Bringing home a new puppy is fun and exciting, you and your family will be overcome with joy while playing with your new bundle of fluff. But, a lot of responsibility comes along with this new and adorable family member. One of the hardest tasks to accomplish during the first weeks after you bring your puppy home is potty training.
Sadly, a lot of owners become frustrated with their puppies during this time and turn toward giving their pet over to a shelter. It’s important to remember that no matter how hard you try it’s going to take a few weeks for your puppy to be fully potty trained, and accidents are going to happen.
Don’t Ask Your Puppy to Hold it Too Long
Why is it that some think that puppies can hold their bladder as long as adult dogs can? This simply isn’t true. Puppies are small, and not yet fully developed. This means that anything that goes in one end tends to come out the other within 2-3 hours. You might be thinking that that sounds like a lot of time you’d need to commit to taking your puppy out to go potty and you’d be right.
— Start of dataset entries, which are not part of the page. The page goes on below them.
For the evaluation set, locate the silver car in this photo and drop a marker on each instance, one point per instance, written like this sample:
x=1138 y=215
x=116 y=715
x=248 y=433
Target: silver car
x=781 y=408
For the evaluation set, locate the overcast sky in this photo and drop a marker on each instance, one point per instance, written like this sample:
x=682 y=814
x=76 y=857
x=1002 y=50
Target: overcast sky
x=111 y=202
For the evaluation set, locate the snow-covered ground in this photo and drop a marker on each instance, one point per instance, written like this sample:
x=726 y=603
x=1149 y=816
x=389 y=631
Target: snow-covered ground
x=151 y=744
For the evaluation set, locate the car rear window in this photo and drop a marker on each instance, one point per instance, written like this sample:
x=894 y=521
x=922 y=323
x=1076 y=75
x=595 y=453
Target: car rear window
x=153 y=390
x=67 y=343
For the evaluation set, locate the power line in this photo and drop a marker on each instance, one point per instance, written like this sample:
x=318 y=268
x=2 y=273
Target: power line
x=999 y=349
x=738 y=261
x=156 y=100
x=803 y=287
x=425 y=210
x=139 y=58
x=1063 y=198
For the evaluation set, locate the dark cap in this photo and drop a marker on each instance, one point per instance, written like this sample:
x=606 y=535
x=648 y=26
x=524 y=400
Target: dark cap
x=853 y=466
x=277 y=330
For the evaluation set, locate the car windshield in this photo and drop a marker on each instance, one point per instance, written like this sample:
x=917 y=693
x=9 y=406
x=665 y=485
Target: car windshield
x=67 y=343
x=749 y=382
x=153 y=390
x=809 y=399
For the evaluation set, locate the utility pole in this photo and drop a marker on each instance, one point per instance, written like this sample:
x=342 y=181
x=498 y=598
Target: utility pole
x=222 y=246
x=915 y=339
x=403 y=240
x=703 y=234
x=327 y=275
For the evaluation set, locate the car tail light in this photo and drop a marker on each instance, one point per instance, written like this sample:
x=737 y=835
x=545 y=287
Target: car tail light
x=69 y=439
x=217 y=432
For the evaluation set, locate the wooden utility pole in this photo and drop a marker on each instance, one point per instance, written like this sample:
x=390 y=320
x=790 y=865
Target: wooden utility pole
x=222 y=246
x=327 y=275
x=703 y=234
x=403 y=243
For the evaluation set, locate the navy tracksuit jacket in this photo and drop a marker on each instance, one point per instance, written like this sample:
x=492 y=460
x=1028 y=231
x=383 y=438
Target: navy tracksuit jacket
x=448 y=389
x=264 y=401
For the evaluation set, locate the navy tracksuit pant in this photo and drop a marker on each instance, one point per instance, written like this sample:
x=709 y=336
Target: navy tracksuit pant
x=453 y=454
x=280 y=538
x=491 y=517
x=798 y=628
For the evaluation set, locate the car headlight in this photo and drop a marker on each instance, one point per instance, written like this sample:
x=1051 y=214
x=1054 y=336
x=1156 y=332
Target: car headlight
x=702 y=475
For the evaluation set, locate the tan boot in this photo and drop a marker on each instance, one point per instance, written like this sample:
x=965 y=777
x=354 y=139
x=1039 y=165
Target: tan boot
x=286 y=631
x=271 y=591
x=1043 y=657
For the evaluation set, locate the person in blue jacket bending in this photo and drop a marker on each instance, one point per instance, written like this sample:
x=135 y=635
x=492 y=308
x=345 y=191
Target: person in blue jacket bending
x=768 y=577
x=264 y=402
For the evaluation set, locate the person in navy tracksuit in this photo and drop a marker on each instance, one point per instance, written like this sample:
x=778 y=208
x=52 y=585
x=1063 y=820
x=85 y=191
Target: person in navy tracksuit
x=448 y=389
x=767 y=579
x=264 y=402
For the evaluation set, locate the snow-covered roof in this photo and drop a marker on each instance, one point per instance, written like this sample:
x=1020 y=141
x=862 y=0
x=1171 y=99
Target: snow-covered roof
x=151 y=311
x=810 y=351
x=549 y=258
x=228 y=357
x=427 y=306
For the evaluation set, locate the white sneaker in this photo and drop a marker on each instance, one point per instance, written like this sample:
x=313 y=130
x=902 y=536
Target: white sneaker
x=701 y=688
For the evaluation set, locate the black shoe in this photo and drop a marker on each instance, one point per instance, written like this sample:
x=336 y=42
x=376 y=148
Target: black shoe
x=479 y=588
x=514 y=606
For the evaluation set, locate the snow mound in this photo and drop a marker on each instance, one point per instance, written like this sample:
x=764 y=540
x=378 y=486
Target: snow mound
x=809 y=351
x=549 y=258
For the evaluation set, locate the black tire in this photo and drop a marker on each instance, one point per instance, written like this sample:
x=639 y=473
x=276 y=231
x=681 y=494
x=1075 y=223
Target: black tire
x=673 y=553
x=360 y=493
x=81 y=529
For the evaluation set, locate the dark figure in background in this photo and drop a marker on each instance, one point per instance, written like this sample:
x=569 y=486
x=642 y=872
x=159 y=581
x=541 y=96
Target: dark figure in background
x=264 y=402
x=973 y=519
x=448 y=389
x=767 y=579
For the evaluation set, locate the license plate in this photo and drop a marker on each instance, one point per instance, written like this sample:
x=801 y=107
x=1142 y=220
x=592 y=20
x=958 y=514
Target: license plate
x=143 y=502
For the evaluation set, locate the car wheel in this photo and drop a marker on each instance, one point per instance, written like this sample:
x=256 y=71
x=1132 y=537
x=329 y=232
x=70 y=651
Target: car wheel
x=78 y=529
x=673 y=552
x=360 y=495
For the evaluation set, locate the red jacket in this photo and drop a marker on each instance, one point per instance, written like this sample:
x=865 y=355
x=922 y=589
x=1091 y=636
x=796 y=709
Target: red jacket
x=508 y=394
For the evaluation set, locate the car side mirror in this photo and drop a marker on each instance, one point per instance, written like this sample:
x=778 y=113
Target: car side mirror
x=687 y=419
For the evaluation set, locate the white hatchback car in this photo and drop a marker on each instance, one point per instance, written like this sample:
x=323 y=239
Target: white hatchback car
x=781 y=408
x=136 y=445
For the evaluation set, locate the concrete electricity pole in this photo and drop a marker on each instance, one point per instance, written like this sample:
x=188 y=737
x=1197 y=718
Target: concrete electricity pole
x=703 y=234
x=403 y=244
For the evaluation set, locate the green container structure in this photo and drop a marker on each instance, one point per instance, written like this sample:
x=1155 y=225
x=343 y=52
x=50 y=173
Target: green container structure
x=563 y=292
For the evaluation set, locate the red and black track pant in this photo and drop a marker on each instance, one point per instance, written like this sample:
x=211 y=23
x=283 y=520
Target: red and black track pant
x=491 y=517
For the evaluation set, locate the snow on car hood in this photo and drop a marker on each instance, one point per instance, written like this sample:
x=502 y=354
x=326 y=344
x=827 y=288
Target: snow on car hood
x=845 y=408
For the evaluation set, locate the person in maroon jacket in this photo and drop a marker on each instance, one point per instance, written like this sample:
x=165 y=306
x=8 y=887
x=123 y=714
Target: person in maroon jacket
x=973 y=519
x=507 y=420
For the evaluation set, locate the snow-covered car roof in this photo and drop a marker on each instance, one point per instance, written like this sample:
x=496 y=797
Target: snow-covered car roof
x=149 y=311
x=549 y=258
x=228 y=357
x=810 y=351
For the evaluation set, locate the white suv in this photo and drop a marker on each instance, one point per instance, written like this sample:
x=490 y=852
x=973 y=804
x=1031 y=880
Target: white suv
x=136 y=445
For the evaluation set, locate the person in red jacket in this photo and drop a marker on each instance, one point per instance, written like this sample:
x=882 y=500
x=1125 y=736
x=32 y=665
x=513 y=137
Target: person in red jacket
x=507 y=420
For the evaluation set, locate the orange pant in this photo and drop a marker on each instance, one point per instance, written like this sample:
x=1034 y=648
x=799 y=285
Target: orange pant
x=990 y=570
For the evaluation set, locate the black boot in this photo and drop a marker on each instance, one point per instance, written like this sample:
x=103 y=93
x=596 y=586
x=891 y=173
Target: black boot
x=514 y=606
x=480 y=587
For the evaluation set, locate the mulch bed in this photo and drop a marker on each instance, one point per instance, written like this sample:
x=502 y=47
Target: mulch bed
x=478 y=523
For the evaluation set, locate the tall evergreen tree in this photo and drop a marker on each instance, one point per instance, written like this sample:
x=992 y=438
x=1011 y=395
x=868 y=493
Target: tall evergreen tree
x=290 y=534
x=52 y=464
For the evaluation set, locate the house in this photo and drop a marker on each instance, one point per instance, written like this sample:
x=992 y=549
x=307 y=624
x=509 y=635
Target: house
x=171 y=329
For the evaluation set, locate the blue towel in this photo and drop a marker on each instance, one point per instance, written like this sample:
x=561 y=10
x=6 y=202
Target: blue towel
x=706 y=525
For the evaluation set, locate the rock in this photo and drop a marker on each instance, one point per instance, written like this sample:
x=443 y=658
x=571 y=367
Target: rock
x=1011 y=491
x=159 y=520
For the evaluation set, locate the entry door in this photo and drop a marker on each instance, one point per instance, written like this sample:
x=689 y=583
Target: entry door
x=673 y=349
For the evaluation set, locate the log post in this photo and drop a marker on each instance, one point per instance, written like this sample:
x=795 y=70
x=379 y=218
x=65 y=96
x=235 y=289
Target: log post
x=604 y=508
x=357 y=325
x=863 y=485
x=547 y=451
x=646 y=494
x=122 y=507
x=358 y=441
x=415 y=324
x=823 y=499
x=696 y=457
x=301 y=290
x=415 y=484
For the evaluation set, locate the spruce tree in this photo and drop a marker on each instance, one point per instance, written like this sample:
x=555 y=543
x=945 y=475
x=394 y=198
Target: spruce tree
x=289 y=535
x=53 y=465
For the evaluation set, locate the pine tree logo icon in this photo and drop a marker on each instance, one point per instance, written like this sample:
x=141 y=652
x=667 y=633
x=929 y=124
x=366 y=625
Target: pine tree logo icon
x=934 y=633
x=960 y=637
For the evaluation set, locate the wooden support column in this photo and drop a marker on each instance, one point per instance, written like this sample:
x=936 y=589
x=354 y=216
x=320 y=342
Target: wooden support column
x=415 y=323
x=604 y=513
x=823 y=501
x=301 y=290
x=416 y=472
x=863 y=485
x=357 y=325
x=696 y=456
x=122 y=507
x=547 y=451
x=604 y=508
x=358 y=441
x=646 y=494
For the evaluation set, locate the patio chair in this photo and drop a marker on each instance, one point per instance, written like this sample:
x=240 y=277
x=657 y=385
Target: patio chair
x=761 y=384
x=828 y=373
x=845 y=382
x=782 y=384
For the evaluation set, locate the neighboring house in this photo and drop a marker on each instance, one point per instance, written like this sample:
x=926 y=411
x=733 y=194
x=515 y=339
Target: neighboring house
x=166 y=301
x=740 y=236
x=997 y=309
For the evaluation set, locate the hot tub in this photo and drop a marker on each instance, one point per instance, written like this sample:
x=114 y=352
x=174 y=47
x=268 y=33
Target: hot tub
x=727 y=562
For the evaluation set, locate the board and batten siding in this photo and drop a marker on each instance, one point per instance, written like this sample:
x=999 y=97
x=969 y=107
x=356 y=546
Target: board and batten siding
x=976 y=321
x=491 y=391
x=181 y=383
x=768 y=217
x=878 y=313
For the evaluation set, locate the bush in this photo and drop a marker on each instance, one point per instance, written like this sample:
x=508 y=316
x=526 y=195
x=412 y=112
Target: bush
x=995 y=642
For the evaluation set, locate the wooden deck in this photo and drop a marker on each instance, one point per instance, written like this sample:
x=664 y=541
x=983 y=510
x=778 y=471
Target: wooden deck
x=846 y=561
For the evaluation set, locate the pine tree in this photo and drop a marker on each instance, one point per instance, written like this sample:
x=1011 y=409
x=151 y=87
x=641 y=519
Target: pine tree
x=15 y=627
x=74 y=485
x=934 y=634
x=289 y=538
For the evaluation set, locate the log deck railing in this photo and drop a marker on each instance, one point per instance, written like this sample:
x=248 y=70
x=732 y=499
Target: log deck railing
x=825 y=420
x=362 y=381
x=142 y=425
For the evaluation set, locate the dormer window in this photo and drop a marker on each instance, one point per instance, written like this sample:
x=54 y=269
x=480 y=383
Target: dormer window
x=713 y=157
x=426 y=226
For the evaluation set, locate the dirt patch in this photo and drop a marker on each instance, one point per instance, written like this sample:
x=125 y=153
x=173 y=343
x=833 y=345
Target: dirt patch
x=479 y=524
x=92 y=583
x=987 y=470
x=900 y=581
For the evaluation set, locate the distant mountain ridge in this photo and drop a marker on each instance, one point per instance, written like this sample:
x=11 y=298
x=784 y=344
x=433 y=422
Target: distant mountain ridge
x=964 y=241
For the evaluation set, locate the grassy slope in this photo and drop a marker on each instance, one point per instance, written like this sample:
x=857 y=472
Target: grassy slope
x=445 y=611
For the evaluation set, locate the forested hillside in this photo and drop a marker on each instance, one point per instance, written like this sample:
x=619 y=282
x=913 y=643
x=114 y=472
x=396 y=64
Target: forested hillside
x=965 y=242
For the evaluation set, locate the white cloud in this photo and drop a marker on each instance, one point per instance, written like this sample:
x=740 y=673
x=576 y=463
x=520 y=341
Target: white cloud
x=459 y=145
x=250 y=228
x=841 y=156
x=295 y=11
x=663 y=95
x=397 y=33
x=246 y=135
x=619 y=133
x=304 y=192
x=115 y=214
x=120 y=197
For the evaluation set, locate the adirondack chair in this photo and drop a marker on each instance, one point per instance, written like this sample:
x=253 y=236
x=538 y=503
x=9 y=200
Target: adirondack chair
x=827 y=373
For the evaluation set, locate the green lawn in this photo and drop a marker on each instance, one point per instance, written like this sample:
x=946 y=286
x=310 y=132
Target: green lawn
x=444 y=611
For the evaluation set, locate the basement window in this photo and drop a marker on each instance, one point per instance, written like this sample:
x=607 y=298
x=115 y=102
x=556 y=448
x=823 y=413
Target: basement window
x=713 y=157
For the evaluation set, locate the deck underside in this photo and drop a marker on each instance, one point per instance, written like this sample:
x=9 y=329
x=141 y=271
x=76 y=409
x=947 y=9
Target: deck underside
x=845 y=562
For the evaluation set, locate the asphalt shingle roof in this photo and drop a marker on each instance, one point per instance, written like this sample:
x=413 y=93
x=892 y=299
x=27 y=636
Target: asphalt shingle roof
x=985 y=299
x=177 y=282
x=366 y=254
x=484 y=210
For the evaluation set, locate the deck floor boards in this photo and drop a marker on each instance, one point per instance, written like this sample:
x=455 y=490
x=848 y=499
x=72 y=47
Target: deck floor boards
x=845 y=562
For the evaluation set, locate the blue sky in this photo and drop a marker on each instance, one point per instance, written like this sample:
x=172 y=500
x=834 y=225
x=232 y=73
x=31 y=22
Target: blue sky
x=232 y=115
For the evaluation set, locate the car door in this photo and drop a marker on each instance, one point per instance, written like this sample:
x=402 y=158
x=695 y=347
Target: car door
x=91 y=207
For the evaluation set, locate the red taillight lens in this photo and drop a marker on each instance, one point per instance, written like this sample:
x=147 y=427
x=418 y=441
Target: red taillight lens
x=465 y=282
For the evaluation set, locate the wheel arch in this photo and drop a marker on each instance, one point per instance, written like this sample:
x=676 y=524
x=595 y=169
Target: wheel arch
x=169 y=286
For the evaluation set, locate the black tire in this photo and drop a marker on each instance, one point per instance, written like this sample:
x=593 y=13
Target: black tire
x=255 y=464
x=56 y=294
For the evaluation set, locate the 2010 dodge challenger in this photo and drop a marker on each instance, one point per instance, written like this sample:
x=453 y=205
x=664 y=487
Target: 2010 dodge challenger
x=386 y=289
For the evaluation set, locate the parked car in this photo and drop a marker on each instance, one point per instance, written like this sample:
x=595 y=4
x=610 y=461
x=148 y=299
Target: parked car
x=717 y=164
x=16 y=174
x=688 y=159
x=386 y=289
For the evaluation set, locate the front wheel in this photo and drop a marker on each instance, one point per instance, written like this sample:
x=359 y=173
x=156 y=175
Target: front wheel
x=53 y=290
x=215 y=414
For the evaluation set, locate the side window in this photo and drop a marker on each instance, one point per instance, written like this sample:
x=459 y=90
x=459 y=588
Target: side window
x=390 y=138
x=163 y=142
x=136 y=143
Puppies require, and deserve, frequent attention when young. If you can’t find a way to let your puppy out every 2-3 hours for the first couple of weeks home then now might not be a good time to welcome home a new puppy. Some get around this requirement by utilizing puppy pads or other potty alternatives, and these methods can work, but they’re not foolproof. If you are going to use this method, then we recommend that you keep your puppy in a crate or x pen while you’re out.
Choosing The Right Crate or X Pen
Make sure that your enclosure of choice is the right size for your puppy. If your crate or x pen is too large, then your puppy will be more likely to have accidents because he’ll have ample room to get away from the mess and it may lead to him developing a lifelong habit of eliminating in his crate or x pen. Your enclosure should be large enough for your puppy to stand up and turn around comfortably. We recommend purchasing an adjustable crate so that you won’t need to continue buying new crates as your puppy grows. These crates usually have a moveable panel that you can slide frontwards or backwards to increase or decrease the amount of space your puppy has available.
Consistency is Key
Just like with human babies, consistency is key when it comes to puppies. You’ll need to develop a potty training schedule that you can realistically maintain for a long period of time. Puppies will thrive on consistency and likewise, suffer from irregularity. It’s best if you can figure out a schedule before you bring your puppy home. Here are a few of your puppy’s needs you’ll need to keep in mind:
- Puppies need to potty every 2-3 hours
- Puppies tend to need to go to the bathroom two hours after they finish eating or drinking
- A puppy needs to be fed 3-4 times a day (depending on your vet’s personal recommendations)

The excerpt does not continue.